Nessa fase o autor ainda via o futuro livro escrito na primeira pessoa, tal qual “O homem do subterrâneo”. Nele, o próprio Raskholnikov falaria num diário ou em formato de confissão. Mas, de alguma maneira, ocorreu uma mudança de planos que tornariam “Crime e castigo” um romance muito mais universal. Nas anotações em seu Diário, Dostoiévski registra o fato: “Farei a narração do ponto de vista do autor, uma espécie de ser invisível, porém onisciente, que jamais abandonará o herói.” “O narrador observará tudo do ponto de vista de Raskholnikov, reagirá a tudo o que ele fala e pensa, sem deixar de vê-lo do ponto de vista do mundo exterior”.

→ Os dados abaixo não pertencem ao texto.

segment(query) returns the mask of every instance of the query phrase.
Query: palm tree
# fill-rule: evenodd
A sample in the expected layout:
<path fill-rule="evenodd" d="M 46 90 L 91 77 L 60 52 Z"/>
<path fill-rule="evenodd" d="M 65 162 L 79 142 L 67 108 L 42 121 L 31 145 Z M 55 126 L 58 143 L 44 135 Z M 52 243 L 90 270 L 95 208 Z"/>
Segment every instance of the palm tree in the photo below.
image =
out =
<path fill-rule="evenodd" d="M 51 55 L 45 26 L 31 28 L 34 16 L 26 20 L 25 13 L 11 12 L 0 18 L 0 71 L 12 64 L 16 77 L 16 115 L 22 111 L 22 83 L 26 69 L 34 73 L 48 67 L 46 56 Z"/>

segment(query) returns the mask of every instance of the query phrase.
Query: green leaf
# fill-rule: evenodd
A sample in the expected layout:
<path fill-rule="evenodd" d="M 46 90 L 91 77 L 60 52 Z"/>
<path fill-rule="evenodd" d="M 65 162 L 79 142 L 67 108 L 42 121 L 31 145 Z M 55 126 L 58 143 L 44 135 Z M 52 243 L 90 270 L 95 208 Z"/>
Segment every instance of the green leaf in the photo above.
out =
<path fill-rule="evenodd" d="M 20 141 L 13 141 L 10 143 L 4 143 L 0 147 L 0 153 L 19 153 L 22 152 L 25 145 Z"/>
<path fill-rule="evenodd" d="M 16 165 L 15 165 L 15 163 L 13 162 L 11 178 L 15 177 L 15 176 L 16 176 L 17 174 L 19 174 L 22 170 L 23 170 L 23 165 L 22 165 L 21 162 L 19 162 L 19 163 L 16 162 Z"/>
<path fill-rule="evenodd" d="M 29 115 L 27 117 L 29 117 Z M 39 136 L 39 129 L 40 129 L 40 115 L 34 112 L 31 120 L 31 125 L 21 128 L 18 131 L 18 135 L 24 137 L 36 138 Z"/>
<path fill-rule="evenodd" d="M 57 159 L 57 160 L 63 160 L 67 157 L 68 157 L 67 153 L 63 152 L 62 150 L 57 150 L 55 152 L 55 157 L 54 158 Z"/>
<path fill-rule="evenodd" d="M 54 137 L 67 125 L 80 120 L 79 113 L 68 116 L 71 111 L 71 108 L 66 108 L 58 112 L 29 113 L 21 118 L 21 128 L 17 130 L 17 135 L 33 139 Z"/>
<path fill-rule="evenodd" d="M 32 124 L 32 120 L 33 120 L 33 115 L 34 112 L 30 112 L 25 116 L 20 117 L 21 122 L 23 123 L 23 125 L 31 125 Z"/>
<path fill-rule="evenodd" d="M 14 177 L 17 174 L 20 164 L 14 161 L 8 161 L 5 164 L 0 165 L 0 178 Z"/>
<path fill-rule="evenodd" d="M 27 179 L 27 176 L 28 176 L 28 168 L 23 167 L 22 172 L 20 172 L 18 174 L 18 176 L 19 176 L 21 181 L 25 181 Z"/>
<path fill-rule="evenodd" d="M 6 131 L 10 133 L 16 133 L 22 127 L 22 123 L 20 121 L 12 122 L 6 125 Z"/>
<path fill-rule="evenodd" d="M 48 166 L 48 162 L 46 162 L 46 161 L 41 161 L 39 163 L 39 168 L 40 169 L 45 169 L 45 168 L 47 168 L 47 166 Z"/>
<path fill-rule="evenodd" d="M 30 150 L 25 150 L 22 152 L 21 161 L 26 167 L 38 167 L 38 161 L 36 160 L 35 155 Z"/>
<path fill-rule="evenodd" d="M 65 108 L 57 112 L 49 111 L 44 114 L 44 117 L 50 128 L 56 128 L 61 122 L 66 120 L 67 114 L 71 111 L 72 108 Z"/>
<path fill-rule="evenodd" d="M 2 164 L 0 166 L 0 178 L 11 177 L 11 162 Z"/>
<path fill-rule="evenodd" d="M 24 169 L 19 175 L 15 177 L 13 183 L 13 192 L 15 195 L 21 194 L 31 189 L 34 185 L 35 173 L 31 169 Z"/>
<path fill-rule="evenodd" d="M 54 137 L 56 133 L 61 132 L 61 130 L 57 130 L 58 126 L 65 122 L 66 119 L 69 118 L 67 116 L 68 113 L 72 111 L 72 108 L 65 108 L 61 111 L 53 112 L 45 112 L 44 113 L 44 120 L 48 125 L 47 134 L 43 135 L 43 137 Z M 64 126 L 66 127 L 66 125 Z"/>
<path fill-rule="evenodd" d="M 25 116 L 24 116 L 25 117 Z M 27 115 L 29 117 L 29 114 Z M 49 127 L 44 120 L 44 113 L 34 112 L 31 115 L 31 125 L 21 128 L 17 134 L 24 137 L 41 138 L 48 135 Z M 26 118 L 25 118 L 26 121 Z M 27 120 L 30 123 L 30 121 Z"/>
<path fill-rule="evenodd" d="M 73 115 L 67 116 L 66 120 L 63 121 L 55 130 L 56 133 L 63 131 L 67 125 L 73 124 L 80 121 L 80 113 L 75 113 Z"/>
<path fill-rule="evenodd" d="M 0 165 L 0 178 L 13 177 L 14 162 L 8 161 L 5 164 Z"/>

O romance foi aclimatado na Petersburgo da segunda metade do século XIX, a cidade mais fantástica do mundo na visão de Dostoiévski, onde proliferam seres estranhos e os muros das ruas e das paredes das casas se dissolvem em visões terríveis. O personagem Svidrigailov diz que “é uma cidade de gente desequilibrada, cheia de influências sombrias, cruéis e estranhas”. A cidade mais ocidentalizada da Rússia é um lugar de doenças e febres, suicídios e mortes súbitas, acidentes de ruas e brigas violentas, e em todas as partes está repleta de gente humilhada e ofendida. É também o lugar em que brota a revolta na juventude, cidade de ideias novas e incendiárias.

Pela pena implacável de Dostoiévski desfilarão contrastes sociais extremos, a vida miserável que prolifera nas ruas, nos espaços públicos e cortiços escuros, induzindo o herói do livro a um “estado psicológico extremo”. Raskholnikov perambula pela cidade, refletindo que “mesmo a magnificência (de Petersburgo) é a encarnação de algum espírito vazio e morto”.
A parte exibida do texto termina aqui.